Parece una conclusión, pero es una premisa: todo lo social y lo público es manifestación y apariencia, espectáculo y fingimiento. Es muy posible, incluso, que lo individual y privado, lo esencial que no se manifiesta, lo que nadie ve y lo auténtico sólo existan como abstracción y metafísica. Lo sabemos desde siempre: Platón nos lo contó en el mito de la caverna, en el que todo es caverna porque lo de fuera es un por decir algo (en torno a esto: siempre creí que el amor platónico era un revolcón de categoría, y ocasionalmente ¡oh, Musas!, categórico, nada que ver con la sublimación descarnada de las virginidades inmaculadas). Que lo social es el mundo y que el mundo lo es de la representación y la apariencia también nos lo contó Rousseau, bajo la forma de denuncia, y el trío de la sospecha, con la intención de desvelarlo. Digo esto, y no más que no sé ni menos que me calle, porque entiendo muy bien que en un mundo de apariencias la supuesta Cifuentes quiera sobreaparentar más conocimientos de los que tiene, más estudios de los realizados, más títulos de los que le cuelgan: le mueve un deseo de ser, como el tamaño enorme a un sapo hinchado. Otro que tal Pablo Casado, realizando un máster en el que se lo convalidan todo, quizá para poder encontrarse en la situación del que habla varios idiomas porque sabe valenciano, catalán y polaco. En fin, para presentarse al mundo, uno se maquilla (se «trucca», como dicen los italianos), se viste con el alzatetas, el subeculos y el metepanchas, y se construye un curriculum con ladrillos de esfuerzo, tiempo y dinero, o con buñuelos de aire, pompa y jabón. Para que te escojan y hasta que te cogen.

Conozco a la perfección el furor de aparentar. Ya desde niño, cuando fui por primera vez a la escuela, que no era la de «cagons», porque nosotros íbamos cagados de casa, arrastraba una cartera con todos los libros de mi hermana mayor. Que no supiera leer poco importaba: mis compañeros de la mesa redonda me miraban con asombro, incluso con admiración, si hubiéramos sabido qué era eso.
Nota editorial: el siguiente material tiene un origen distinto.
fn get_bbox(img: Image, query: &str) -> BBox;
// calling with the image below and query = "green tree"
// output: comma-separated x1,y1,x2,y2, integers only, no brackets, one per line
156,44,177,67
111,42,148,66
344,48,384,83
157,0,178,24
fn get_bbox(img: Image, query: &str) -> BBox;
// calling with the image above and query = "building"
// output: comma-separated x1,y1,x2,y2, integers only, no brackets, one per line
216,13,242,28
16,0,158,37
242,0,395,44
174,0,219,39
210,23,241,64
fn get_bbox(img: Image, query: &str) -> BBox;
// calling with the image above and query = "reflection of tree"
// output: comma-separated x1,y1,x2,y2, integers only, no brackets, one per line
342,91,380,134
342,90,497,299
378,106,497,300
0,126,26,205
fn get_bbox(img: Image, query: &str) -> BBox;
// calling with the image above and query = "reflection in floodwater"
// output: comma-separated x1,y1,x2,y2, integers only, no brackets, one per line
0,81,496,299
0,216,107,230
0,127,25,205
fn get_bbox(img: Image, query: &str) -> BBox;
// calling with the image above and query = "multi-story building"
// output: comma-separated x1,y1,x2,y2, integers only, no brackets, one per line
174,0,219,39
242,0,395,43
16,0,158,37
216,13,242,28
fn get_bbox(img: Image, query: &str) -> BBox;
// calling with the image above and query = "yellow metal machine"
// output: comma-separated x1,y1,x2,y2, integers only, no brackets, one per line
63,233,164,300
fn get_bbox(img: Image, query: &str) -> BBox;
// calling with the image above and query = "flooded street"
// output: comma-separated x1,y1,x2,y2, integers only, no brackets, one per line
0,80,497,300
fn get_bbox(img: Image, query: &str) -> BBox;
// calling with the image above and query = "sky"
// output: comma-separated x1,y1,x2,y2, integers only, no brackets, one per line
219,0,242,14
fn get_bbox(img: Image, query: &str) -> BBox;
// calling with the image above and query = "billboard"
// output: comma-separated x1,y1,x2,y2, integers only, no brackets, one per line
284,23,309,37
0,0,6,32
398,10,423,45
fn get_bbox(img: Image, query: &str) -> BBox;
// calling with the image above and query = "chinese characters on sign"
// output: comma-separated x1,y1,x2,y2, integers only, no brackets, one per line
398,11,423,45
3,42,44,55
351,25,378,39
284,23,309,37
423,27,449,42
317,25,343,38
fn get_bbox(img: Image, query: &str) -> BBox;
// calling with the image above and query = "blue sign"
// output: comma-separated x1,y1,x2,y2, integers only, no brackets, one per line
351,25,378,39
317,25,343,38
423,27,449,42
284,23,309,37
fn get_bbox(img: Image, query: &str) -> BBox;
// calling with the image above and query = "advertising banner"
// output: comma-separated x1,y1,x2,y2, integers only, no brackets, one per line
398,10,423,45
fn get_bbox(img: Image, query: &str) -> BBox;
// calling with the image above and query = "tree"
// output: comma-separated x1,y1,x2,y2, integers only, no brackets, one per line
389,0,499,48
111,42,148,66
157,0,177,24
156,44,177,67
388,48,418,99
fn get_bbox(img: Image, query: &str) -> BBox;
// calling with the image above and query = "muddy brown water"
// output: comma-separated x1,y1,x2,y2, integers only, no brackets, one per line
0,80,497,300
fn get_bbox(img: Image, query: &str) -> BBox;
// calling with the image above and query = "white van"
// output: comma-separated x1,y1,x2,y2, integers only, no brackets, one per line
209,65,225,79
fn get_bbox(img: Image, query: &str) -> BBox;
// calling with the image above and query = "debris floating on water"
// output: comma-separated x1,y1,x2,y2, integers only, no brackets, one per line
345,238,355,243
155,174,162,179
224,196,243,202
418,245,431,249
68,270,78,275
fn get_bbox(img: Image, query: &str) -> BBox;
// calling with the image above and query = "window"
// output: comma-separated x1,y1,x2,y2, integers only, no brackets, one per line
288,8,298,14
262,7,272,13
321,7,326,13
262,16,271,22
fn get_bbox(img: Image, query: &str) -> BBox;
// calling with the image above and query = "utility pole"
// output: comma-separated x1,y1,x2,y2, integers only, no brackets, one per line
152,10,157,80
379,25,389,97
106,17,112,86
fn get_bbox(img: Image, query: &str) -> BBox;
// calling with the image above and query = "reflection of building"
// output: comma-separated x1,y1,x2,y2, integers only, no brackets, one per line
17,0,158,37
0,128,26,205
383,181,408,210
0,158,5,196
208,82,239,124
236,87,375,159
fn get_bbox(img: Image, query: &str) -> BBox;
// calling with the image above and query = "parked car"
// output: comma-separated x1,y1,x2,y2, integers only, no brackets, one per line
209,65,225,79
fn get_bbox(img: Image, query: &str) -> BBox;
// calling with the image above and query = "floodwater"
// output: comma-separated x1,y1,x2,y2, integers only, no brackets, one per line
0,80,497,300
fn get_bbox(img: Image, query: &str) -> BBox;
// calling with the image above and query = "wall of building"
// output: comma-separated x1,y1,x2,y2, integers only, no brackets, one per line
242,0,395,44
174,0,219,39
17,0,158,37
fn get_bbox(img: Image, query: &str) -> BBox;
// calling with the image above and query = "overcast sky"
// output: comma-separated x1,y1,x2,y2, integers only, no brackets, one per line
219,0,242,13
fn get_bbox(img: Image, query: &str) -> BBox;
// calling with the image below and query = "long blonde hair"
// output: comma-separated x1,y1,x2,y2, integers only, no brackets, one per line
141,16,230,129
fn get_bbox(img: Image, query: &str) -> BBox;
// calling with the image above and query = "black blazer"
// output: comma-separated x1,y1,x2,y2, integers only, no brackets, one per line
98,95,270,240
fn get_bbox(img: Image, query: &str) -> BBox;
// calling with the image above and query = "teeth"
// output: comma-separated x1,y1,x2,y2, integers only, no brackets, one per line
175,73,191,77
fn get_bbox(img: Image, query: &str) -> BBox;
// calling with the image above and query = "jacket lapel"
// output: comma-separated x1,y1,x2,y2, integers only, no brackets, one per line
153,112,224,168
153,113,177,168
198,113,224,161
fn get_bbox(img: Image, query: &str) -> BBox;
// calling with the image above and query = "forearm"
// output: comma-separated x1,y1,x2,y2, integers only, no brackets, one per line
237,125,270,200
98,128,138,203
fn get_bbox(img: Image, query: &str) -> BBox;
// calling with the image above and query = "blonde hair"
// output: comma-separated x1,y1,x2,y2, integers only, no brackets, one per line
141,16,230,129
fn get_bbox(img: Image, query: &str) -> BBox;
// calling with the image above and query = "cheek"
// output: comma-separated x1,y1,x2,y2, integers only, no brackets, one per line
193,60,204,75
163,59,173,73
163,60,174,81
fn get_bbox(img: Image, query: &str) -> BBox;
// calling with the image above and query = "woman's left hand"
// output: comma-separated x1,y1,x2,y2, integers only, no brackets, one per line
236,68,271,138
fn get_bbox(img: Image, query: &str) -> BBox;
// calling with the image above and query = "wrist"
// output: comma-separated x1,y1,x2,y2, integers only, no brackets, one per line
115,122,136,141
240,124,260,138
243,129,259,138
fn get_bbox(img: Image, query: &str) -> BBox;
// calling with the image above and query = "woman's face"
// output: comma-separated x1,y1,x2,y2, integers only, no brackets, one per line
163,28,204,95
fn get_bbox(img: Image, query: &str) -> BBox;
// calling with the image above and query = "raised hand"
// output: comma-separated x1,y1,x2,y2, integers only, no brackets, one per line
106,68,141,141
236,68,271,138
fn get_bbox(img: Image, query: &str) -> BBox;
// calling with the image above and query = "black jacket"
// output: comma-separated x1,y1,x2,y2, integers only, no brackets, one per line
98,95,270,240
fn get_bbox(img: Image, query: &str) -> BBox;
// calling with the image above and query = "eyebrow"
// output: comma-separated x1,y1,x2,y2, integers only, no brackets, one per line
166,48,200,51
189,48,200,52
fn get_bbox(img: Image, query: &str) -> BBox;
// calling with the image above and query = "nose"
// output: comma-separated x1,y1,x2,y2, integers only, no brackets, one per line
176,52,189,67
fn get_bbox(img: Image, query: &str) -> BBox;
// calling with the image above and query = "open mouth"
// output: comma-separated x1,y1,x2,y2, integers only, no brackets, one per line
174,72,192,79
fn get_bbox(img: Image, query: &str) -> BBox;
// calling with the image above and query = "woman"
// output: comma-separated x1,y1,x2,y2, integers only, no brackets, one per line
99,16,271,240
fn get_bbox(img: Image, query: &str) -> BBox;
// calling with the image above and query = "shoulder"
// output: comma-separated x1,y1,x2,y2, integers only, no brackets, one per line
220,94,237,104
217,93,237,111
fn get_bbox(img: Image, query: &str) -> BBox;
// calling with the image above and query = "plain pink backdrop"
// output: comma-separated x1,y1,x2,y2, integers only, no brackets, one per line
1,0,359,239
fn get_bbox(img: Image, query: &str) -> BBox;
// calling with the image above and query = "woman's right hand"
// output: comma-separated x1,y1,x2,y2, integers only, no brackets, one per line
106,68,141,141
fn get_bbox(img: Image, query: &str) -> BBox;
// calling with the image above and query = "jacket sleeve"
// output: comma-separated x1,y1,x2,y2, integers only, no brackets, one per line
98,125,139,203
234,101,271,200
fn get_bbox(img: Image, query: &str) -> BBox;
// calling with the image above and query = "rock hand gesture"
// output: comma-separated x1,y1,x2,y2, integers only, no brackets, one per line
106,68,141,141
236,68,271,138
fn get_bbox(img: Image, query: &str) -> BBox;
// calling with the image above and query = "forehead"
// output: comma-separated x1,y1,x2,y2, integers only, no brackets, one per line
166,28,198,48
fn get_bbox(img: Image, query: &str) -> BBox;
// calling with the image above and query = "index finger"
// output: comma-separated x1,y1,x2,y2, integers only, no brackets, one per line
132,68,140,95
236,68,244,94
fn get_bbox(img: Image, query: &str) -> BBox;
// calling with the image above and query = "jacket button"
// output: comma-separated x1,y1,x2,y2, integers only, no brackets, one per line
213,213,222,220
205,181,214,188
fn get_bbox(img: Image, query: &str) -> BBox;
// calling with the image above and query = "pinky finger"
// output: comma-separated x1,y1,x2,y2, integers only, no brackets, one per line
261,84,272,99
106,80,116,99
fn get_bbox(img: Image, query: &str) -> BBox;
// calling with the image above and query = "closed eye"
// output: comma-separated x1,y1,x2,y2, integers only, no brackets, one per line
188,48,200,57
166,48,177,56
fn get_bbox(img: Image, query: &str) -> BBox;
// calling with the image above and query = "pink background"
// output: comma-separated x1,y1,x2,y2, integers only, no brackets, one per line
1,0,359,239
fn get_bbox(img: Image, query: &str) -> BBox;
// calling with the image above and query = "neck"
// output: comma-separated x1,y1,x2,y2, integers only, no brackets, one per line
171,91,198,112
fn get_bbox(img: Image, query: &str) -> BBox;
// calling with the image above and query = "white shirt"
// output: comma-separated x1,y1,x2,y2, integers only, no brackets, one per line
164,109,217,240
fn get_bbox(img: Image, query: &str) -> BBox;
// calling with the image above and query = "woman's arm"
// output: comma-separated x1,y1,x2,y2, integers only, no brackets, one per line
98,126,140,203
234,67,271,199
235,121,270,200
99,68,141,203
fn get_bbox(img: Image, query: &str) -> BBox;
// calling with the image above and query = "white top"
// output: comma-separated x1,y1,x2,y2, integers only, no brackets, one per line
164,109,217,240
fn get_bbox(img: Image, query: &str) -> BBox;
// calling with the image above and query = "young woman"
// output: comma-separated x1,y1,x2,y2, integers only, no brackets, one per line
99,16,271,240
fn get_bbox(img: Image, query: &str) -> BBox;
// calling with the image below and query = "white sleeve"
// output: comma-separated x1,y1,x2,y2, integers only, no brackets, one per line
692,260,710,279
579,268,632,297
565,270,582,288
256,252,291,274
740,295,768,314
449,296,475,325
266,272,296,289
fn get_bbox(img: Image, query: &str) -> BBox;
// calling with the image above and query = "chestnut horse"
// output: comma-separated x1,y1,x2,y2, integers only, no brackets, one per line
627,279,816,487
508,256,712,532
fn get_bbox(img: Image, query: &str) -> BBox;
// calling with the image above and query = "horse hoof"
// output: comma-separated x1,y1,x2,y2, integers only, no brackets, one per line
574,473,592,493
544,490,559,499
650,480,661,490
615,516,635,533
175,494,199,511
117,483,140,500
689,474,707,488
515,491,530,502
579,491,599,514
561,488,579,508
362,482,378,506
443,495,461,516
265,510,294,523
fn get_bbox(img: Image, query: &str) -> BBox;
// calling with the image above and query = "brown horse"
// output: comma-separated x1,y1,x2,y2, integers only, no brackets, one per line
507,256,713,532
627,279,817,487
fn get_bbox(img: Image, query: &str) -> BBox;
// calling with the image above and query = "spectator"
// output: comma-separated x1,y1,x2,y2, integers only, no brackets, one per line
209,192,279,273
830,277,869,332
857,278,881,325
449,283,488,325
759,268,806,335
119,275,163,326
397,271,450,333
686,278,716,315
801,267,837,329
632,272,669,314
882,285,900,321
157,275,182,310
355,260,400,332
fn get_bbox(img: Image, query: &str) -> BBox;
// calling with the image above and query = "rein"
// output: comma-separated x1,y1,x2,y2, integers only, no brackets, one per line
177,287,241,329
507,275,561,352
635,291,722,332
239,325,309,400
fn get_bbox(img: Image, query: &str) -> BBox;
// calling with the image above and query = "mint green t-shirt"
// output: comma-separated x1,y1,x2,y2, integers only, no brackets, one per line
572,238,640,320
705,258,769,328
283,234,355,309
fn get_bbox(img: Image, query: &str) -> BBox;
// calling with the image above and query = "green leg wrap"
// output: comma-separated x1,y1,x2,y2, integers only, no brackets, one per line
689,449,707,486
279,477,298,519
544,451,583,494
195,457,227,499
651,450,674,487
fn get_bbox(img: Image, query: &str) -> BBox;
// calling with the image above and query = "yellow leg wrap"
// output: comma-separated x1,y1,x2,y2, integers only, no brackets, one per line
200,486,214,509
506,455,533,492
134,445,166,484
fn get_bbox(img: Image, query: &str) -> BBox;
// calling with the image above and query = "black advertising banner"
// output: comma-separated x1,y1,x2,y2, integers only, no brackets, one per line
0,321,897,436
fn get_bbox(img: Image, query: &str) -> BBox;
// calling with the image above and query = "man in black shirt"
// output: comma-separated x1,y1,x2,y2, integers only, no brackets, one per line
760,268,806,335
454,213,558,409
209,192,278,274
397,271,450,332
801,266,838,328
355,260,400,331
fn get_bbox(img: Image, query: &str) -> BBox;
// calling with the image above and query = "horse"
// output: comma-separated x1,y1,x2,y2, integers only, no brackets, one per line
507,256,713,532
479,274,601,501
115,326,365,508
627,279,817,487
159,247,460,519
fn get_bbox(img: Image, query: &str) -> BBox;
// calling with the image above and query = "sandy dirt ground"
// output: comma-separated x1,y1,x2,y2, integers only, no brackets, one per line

Ni les hablo de la envidia súbita que sentí el día en que a mi amigo Juanito le pusieron gafas y a mí, sin embargo, no. Desde ese día, Juanito parecía mucho más inteligente y, no obstante, lo era como antes y como yo, siendo ambos analfabetos todavía. Aquellas gafas eran como un máster, un certificado de listo.

Veo ahora mismo las fotos de la supuesta Cristina y me viene a la cabeza una propia que tengo vestido con babero, con una tiza en la mano y frente a una pizarra en la que se ve una división de muchas cifras; o aquella otra, oficial, sentado frente a una mesa con un mapa en el cogote y una sonrisa como la del que sabe dónde coño está el Tajo y sumar sin los dedos. ¡Pobre Cristina! Un decir.